La ragazza con la Leica di Alina Marazzi
Fotogramma dal film
Il film comincia con il racconto dell’ultimo giorno a Parigi di Gerda Taro prima di partire per la Spagna, dove si recherà per raccontare la guerra civile spagnola facendo un reportage da Brunete.
Il racconto di Gerda è tratto dall’omonimo romanzo di Helena Janeczeck in cui si delinea, grazie anche ad alcune testimonianze di persone che hanno avuto modo di conoscerla, il profilo di questa fotoreporter negli anni in cui l’Europa e il mondo stavano pericolosamente avvicinandosi al secondo conflitto mondiale.
Il film è una narrazione non lineare della storia di Gerda e del suo gruppo di amici scappati da una Germania in cui si delineavano già quelli che poi saranno le basi del regime nazista.

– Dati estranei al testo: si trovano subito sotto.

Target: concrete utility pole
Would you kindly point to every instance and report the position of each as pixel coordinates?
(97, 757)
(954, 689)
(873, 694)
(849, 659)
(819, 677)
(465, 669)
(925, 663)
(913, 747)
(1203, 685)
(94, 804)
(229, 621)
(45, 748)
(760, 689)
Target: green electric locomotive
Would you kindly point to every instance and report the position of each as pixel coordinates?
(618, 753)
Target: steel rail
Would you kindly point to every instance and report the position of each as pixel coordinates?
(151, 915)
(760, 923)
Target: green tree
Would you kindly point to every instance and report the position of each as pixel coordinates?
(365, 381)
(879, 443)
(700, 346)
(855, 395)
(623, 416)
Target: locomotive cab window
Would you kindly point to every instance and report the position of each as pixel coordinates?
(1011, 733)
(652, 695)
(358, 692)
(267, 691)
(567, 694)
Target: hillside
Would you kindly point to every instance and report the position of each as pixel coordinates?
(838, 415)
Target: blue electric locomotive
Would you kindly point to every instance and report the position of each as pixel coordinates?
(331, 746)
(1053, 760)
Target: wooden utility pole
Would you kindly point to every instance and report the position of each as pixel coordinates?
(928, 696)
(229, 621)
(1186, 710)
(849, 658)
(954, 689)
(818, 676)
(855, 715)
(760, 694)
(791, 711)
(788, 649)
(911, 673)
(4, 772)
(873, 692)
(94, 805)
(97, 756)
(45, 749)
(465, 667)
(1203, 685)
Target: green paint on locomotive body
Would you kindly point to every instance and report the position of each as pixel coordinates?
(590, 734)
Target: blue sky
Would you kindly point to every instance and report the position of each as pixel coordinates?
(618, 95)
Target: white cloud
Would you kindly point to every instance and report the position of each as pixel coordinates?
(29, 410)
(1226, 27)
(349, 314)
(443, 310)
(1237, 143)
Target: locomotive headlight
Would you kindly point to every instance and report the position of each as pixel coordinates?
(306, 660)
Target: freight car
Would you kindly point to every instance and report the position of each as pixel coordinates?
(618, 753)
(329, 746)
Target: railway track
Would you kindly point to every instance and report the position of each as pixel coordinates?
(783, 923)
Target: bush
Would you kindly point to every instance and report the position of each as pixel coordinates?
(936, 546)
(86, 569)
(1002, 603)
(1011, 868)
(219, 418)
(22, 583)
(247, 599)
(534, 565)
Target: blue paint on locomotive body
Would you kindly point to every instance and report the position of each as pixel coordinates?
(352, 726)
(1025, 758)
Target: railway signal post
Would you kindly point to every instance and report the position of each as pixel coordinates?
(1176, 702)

La Gerda che troviamo nelle prime immagini è una ragazza piena di vita, in una Parigi in festa durante il giorno del 14 luglio 1937, dove si delinea già il profilo della protagonista e la forza con cui porterà, fino all’ultimo momento della sua vita, le sue convinzioni e le sue scelte a termine, ovvero raccontare la guerra civile spagnola; durante il film questa sua quasi ossessione per il momento storico spagnolo, diventa una forma di assoluzione, per lei, poiché si sente in colpa, di non aver fatto nulla, o abbastanza, per impedire l’ascesa di Hitler in Germania, e guarda con ammirazione alla Spagna e al senso di ribellione nei confronti del regime, come ad un esempio di lotta necessaria.
La storia di Gerda e di Capa è romanzata e si percepisce una costruzione forzata di alcuni avvenimenti o dialoghi ma questa consapevolezza lo spettatore l’acquista subito dopo i primi minuti del film, soprattutto viene mostrata una Gerda ragazzina capricciosa che probabilmente non era affatto. La figura di Capa è marginale quando fondamentale nell’avvicinare la Taro alla fotografia, dalla firma dei primi reportage insieme fino poi alla scissione dei due in “Photo Capa” e “Photo Taro”.
Il film si regge principalmente e fondamentalmente, sulle immagini e filmati originali e di repertorio della Parigi degli anni ’30, della Germania con tutte le sue contraddizioni e delle immagini di Ostia, possiamo dire che quasi la metà del film è una narrazione documentario, grazie anche alla presenza delle immagini originali degli archivi dei due fotoreporter.
Purtroppo, il film si conclude con la prematura scomparsa, a soli 26 anni, della fotografa proprio a Brunete, dove verrà uccisa mentre è in missione. Come ultima nota viene raccontato, in piccola parte, il giallo sull’archivio della reporter per molti anni scomparso e successivamente ritrovato solo nel 1997. In conclusione, il film vale la pena vederlo per i filmati d’archivio e per conoscere la figura, se ancora non si consce, di Gerda Taro, con una colonna sonora perfettamente costruita sui personaggi e la loro voglia di vivere.
Con la speranza che questo film possa non solo far conoscere Gerda Taro come fotoreporter e non solamente come la compagna di Robert Capa, ma che possa essere sempre d’insegnamento il passato per non far si che le cose si ripetano nel nostro tempo.